A federal judge has handed Anthropic a significant early win in its legal fight with the Trump administration, ordering the government to reverse a recent designation that treated the AI company as a supply-chain risk and to step back from an order pushing federal agencies to cut ties with it.
The ruling keeps the focus on a broader conflict: how far an AI company can go in setting limits on government use of its models, and how the government responds when those limits collide with its own priorities.
The ruling and what it requires
Judge Rita F. Lin of the Northern District of California sided with Anthropic by granting an injunction against the Trump administration. According to the source article, Lin ordered the administration to rescind its recent designation of Anthropic as a security risk.
The order also requires the government to back off its instruction that federal agencies cut ties with the company. That matters because the dispute was not only about a label. It was also about whether Anthropic could continue working with federal customers while the case moves forward.
During the court proceedings, Lin reportedly described the government action in unusually direct terms:
“It looks like an attempt to cripple Anthropic,”
Lin ultimately argued that the government’s orders had flouted free speech protections for the company. That framing puts the dispute beyond ordinary procurement questions and into constitutional territory, at least at this stage of the case.
How the Defense Department dispute began
The conflict between the Pentagon and Anthropic erupted last month. At the center was a disagreement over guidelines for how the government could use the AI company’s software.
Anthropic had reportedly sought to enforce certain limits on the government’s use of its AI models. The source article identifies two examples: banning their use in autonomous weapons systems or mass surveillance.
The government disagreed with those limitations. It ultimately labeled the company a supply-chain risk, a designation the source article says is typically reserved for foreign actors. President Trump further ordered federal agencies to cut ties with the company.
Those moves escalated the disagreement from a dispute over acceptable AI use into a direct clash over access, contracts, and government relationships. Not long afterward, Anthropic sued the agency, along with Hegseth.
Two sharply different narratives
The White House has attacked Anthropic in recent weeks, characterizing it as “a radical-left, woke company” that is jeopardizing America’s “national security.” Those statements frame the company’s usage restrictions as a problem for the government’s security posture.
Anthropic has presented the situation differently. Anthropic CEO Dario Amodei has called the Defense Department’s actions “retaliatory and punitive.” In that view, the government response was not a neutral security judgment, but a punishment for the company’s stance on how its technology should be used.

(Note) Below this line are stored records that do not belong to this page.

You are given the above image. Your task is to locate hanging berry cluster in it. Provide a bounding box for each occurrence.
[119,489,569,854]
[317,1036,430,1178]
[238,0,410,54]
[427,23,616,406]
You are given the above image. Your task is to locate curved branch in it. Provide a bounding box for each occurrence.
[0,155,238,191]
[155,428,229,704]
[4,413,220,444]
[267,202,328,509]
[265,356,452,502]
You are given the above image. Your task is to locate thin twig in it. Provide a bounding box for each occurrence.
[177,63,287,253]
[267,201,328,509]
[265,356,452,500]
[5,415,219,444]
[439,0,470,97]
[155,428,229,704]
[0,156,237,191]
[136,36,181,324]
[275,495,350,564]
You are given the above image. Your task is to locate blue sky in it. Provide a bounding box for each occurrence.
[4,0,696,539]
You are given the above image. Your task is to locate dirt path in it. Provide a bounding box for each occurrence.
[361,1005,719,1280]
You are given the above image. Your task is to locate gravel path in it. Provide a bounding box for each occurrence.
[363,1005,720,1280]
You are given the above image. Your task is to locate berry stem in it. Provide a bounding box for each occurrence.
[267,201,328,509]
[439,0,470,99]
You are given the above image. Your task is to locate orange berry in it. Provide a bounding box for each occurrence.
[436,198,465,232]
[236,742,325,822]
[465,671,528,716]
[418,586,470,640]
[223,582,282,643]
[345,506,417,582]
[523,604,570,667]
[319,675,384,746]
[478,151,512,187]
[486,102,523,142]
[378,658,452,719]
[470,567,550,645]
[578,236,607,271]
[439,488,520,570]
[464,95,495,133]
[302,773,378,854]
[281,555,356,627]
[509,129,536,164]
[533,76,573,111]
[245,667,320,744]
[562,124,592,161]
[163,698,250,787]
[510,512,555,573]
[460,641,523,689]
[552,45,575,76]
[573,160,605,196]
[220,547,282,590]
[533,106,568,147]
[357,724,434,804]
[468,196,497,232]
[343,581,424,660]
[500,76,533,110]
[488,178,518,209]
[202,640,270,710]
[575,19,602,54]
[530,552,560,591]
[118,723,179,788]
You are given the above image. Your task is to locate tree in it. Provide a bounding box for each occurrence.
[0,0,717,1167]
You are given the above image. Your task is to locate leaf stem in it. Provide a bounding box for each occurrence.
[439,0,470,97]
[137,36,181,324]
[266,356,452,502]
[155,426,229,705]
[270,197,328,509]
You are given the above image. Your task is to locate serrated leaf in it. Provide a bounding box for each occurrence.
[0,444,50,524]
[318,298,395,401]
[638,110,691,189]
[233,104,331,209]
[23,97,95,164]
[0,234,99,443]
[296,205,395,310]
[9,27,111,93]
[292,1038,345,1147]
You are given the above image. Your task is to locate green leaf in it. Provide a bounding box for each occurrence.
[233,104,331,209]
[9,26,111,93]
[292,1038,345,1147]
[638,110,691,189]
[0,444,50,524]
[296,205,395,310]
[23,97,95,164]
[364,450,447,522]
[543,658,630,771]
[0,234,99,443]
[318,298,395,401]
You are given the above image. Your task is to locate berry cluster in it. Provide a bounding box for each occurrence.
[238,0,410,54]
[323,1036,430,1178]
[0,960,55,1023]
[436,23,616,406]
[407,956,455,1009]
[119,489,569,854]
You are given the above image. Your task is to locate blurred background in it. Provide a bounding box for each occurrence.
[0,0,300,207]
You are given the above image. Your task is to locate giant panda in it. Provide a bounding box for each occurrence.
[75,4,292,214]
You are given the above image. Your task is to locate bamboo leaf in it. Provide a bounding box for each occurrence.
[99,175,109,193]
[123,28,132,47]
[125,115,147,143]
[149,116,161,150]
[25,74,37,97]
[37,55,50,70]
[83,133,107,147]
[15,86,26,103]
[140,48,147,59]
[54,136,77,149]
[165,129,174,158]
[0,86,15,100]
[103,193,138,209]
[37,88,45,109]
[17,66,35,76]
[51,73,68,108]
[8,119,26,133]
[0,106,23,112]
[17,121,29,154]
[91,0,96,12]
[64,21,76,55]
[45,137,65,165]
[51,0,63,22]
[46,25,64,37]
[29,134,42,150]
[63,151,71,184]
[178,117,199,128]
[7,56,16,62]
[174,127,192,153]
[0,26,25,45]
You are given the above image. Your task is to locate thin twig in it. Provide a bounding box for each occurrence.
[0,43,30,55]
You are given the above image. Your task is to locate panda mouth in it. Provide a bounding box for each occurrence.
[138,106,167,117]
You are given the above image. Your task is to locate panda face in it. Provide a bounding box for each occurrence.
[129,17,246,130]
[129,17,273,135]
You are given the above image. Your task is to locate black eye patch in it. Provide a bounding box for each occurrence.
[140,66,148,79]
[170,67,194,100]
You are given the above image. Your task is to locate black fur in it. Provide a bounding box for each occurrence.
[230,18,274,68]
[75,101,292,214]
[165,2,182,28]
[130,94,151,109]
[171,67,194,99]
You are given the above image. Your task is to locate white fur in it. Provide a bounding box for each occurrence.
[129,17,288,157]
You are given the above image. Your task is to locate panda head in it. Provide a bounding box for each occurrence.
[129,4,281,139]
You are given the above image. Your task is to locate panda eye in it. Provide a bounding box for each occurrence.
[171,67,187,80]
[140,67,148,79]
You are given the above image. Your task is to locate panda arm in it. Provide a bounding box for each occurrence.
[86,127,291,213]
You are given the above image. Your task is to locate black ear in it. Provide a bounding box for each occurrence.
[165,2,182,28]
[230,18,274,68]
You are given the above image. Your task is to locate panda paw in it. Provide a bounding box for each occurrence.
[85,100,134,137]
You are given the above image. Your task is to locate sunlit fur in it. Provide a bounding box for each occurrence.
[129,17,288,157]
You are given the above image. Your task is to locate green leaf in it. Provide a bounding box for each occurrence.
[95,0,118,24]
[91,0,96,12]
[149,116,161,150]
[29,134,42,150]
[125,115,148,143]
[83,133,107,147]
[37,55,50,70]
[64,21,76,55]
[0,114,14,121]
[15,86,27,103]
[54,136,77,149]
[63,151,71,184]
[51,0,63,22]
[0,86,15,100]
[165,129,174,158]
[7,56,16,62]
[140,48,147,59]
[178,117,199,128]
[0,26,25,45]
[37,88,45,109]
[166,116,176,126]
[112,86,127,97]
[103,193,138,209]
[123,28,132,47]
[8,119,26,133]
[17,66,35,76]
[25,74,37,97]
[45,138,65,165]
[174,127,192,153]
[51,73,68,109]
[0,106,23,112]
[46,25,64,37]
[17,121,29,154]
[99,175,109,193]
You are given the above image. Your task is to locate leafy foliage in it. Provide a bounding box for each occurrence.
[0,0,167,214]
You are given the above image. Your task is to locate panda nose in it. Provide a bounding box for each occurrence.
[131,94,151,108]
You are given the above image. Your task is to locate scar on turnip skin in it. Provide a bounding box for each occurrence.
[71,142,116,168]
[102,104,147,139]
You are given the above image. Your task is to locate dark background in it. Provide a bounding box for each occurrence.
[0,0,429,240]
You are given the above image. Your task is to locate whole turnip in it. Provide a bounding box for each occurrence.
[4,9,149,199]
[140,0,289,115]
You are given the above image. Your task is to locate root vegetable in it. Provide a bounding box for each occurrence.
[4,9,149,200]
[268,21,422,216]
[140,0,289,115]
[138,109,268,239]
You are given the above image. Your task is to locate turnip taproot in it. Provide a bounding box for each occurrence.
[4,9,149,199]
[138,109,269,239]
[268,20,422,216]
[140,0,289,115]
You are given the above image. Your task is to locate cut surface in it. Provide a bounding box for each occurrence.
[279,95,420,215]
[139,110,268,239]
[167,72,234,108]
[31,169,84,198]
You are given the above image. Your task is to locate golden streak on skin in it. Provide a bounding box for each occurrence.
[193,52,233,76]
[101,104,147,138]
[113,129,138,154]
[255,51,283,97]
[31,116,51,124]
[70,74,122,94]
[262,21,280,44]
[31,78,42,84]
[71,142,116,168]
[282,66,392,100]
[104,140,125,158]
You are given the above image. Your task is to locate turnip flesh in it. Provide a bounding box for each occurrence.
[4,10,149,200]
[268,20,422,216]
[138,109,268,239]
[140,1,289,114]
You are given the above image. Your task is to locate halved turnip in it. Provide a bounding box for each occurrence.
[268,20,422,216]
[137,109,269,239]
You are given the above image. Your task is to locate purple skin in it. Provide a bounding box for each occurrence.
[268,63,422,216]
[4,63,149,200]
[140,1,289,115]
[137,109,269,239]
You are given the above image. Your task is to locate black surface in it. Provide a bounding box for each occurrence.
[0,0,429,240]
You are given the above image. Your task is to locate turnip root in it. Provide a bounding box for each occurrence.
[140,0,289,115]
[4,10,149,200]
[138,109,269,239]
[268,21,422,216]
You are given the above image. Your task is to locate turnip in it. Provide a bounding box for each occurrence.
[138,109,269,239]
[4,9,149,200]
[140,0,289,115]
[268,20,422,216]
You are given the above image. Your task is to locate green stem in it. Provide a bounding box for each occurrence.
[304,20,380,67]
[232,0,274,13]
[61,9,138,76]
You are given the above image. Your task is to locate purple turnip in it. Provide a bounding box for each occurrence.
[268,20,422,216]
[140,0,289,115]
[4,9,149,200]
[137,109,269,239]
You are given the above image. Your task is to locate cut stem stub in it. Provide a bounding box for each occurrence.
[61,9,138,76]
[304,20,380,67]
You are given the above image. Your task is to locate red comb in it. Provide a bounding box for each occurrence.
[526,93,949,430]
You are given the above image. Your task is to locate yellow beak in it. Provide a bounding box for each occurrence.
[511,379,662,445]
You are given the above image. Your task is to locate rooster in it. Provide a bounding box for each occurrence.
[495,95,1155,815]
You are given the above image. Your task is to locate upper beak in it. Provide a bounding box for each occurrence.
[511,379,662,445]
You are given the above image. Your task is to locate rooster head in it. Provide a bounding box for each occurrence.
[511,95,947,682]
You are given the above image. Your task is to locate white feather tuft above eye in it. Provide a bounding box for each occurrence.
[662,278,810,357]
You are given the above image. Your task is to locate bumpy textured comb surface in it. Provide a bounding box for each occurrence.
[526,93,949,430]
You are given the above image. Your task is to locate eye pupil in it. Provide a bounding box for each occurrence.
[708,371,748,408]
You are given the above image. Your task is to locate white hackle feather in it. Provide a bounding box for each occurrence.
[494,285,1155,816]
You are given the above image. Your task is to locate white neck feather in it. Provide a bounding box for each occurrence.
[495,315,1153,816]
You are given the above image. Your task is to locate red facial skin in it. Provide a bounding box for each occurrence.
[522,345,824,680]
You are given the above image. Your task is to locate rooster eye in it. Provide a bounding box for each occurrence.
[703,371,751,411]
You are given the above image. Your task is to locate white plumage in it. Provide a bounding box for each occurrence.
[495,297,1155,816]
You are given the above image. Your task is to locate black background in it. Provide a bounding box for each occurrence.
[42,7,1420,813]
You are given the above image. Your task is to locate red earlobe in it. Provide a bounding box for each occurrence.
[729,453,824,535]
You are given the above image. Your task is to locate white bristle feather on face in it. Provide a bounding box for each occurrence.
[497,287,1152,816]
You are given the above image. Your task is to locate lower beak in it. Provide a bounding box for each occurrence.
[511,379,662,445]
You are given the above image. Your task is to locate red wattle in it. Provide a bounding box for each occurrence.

The injunction does not resolve every question in the case. But it does show that the court saw enough merit in Anthropic’s position to require the government to unwind the most immediate effects of its designation and tie-cutting order.
The company’s own statement after the ruling emphasized both the legal win and its desire to continue working with the government:
“We’re grateful to the court for moving swiftly, and pleased they agree Anthropic is likely to succeed on the merits. While this case was necessary to protect Anthropic, our customers, and our partners, our focus remains on working productively with the government to ensure all Americans benefit from safe, reliable AI.”
Why the case matters for AI policy
The dispute is notable because it sits at the intersection of AI safety rules, government procurement, national security claims, and free speech protections. The source article does not describe a broad policy settlement. Instead, it describes a specific court order in a fast-moving legal fight.
Still, the stakes are clear from the facts already in the record. Anthropic wanted limits on uses such as autonomous weapons systems and mass surveillance. The government rejected those limits and responded with a security-risk designation and an order affecting federal agency relationships.
That sequence raises a practical question for AI companies working with government customers: can a vendor insist on boundaries for its models without risking exclusion from federal work? Judge Lin’s ruling gives Anthropic temporary protection from the government’s recent actions, but the underlying disagreement remains unresolved.
For federal agencies, the case also highlights the difficulty of adopting AI tools when vendors attach use restrictions. Agencies may want access to advanced systems, while companies may seek to prevent uses they consider unacceptable. When those positions collide, ordinary contract talks can become public legal battles.
What happens next
The injunction requires the Trump administration to rescind the recent security-risk designation and back off the order directing federal agencies to cut ties with Anthropic. That changes the immediate position of the company, its customers, and its partners while the litigation continues.
TechCrunch reported that it separately reached out to the White House for comment. The source article does not include a White House response following the ruling.
For now, the court’s message is narrow but consequential: the government cannot continue enforcing the disputed designation and tie-cutting order in the form described by the source article. The broader fight over Anthropic, the Defense Department, and acceptable government use of AI models is still the larger story to watch.